Gut am Arbeitgeber finde ich

Entspannter Arbeitsweg

Schlecht am Arbeitgeber finde ich

Alles oben erwähnte

Verbesserungsvorschläge

Mehr Vertrauen in die Mitarbeitern setzen, den Mitarbeitern zuhören und ernst nehmen.
Aktives Zugehen auf ausscheidende Mitarbeiter zum Verbessern der allgemeinen Zufriedenheit.
Mehr Investition in den Mitarbeiter anstatt diesen nur als Arbeitskraft zu sehen.

Arbeitsatmosphäre

Innerhalb des Unternehmens herrscht eine eher gedrückte, unzufriedene Stimmung.
Früher war auch der Zusammenhalt in den Teams besser, mittlerweile gibt es auch dort Außenseiter.

Image

In den letzten Jahren konstanter Abgang mehrerer teils langjähriger Kollegen.

Work-Life-Balance

- Es gibt weniger als den Branchendurchschnitt an Urlaubstagen.
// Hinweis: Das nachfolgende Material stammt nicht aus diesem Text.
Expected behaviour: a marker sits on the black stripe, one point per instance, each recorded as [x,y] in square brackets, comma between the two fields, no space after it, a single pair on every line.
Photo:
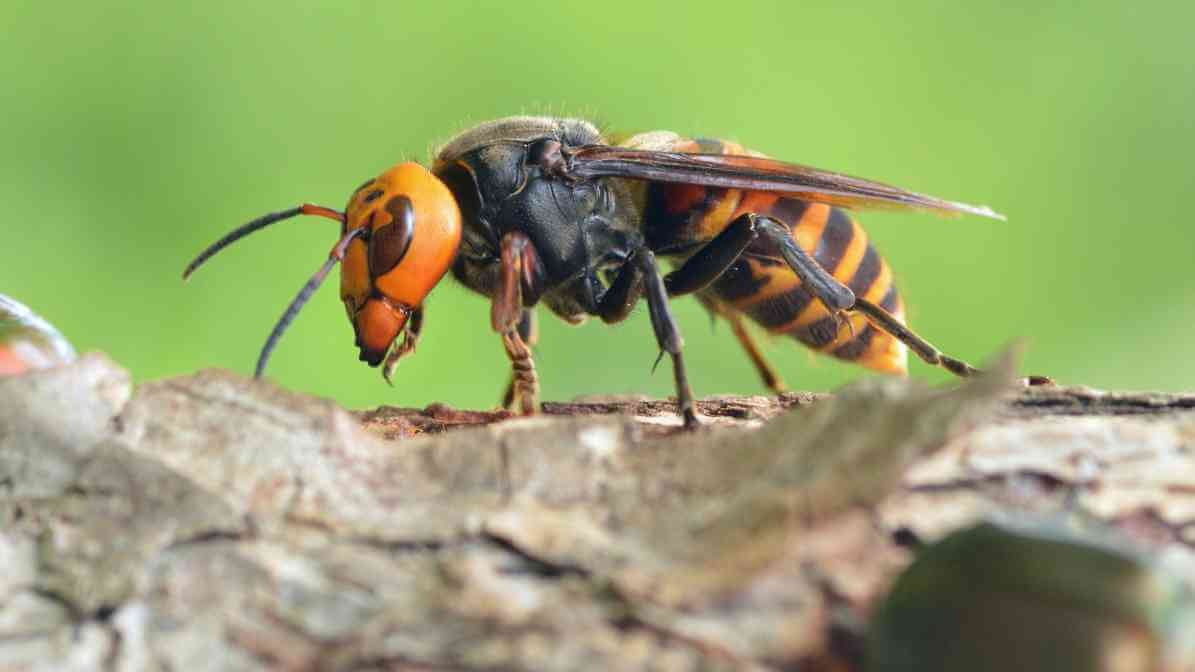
[834,240]
[855,348]
[789,211]
[739,282]
[868,272]
[819,333]
[779,310]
Diese erhöhen sich pro Jahr Betriebszugehörigkeit um 1 (bis zu einem Maximum).
- Mobiles Arbeiten in Form von Home Office wird nicht gerne gesehen und selbst in der noch akuten Corona-Situation auf ein Minimum gehalten.
- Während der letzten Kurzarbeits-Phase wurde nicht aufgestockt.

Karriere/Weiterbildung

Personalentscheidungen sind i.d.R. nicht nachvollziehbar. Kein vorheriger Test der fachlichen Qualifikation. Schulungskatalog seit Jahren der selbe.

Gehalt/Benefits

Branchendurchschnitt, es gibt einen Fitness-/Fahrrad-Zuschlag, Zuschlag zur betrieblichen Altersvorsorge sowie Boni für das Werben neuer Kollegen und die Beschaffung von Projekten.

Umwelt-/Sozialbewusstsein

Es gibt einen Umweltschutz-Beauftragten.

Kollegenzusammenhalt

Innerhalb der meisten Teams top. Gibt aber auch leider viel Gossip und "Hinter-dem-Rücken"-Gerede.

Vorgesetztenverhalten

Direkte Vorgesetzte haben oft ein offenes Ohr und helfen bestmöglich bei der persönlichen Entwicklung und Weiterbildung. Leider haben diese aber oft eingeschränkten Handlungsspielraum und wenig Mitsprache-Recht. Je höher man die (flache) Hierarchieleiter hinaufguckt, desto distanzierter wird der Gegenüber (Kein Per-Du).

Arbeitsbedingungen

Nach dem Umzug in den Büro-Neubau fühlt man sich nach mehreren Wochen teilweise noch wie auf einer Baustelle.

Kommunikation

-Mitteilung von bereits beschlossenen Unternehmensentscheidungen.
-Sogenannte Mitarbeiter-Befragungen bleiben ohne jedes Feedback seitens der Unternehmensführung.
-Änderungen im Unternehmen (Vor Ort am Gebäude (Zauntür), oder im Prozess (Lohnabrechnung)) werden überhaupt nicht im Voraus kommuniziert, ggf. erst auf Nachfrage.

Gleichberechtigung

Es wird versucht geschlechts-neutrale Bezeichnungen zu verwenden (gendern). Generelle Meinung zu Non-Binärer Sexualität eher skeptisch.

Interessante Aufgaben

Persönliche Weiterentwicklung und Interessen werden gefördert (Weiterbildungs-Workshops) und man kann ggf. das Projekt wechseln.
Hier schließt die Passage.